Page 2 of Saving Grace

Women and children hurry inside. Our men file into buildings on the opposite side of the street. A tall reddish stone three-story faces Mack’s twelve o’clock. He will find his mark. He does, every time this dream unfolds. Like a play known by heart.

Only seconds whip past before he tenses by the rifle.

“Now, gunny!” the radio squeals.

“Contact.”

The radio whines, beeps.

He slides his finger over the trigger.

“Range two hundred,” the young man at the tripod says.

Mack is still, barely breathing. “Two hundred.”

“Zero-point-three right.”

Adjusting his rifle almost imperceptibly, my son’s words are fast. “Zero-point-three right.”

“Spotter up.”

His shoulders rise and still. A long breath in. “Shooter ready.”

I hold my own breath, knuckles white over the opening of my nightgown.

“Send it.” The young man on the tripod goes rigid with the words.

Shoulders rising and falling in a steady rhythm, Mack whispers two words. I can’t make them out. His body frozen, he holds his breath. His trigger finger moves back with a precise movement.

Crack.

The window shatters on the top floor of the building opposite. Glass falls, tinkling like rain onto the sidewalk below.

“Impact! Move out ASAP.”

Static on the radio washes away the next command.

The boys pack their gear. A deep drone whooshes in from the other side of the building.

This isn’t right. The whoosh never comes. This isn’t what is supposed to happen.

“Fuck! Now, Rawlins!” the spotter yells, swiping up his gear in a bundle.

“Calm down, Daisy, it’s probably backup comin’.”

The young man pauses, eyes darting as if that will produce the source of the rotor wash. Mack swings his head up as a militant helicopter buzzes overhead. My son’s face turns from business to something else entirely.

His spotter runs to the rooftop door and disappears through it. A militant leans out of the window of the helicopter, bullets strapped to his cloth-clad chest. His head wrapped in bright colored fabric, he yells down.
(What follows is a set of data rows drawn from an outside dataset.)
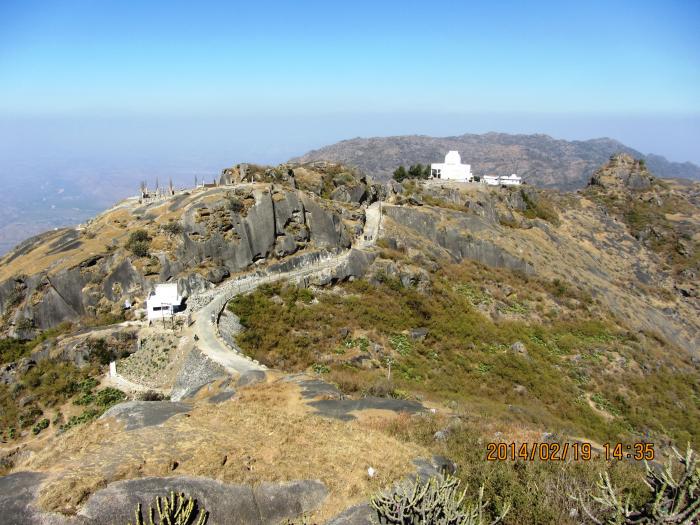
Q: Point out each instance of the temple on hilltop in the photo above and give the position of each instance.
(452, 169)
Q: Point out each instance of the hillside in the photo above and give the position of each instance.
(541, 160)
(340, 336)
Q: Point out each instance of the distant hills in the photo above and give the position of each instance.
(540, 159)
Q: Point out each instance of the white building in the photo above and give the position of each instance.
(164, 301)
(452, 169)
(503, 180)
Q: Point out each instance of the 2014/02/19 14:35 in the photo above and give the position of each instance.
(636, 451)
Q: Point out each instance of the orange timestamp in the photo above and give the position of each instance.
(542, 451)
(577, 451)
(636, 451)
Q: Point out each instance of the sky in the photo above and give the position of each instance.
(141, 86)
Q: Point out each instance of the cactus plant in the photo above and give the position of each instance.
(674, 497)
(436, 501)
(172, 511)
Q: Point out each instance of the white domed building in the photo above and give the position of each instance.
(452, 169)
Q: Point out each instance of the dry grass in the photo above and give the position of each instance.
(266, 434)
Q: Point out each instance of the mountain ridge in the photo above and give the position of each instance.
(539, 158)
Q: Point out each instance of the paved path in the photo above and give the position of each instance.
(209, 305)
Aiming the tip of his weapon downward, he screams something like a madman. The aircraft jerks to one side.

Mack lets off a shot at the bird with the pistol from his hip and, leaving his rifle, makes for the door.

The weapon suspended in the air fires. A rocket-type round dives for the rooftop.

“Run, Mackinlay!” I claw at my throat. “Run, my boy!”

Rounds spark from somewhere close, charging for the helicopter. They intercept before it can meet its mark. The explosion swallows the chopper. It plummets, rotors spinning, crashing into the building’s top.

The old structure cracks under the weight. Stone bursting.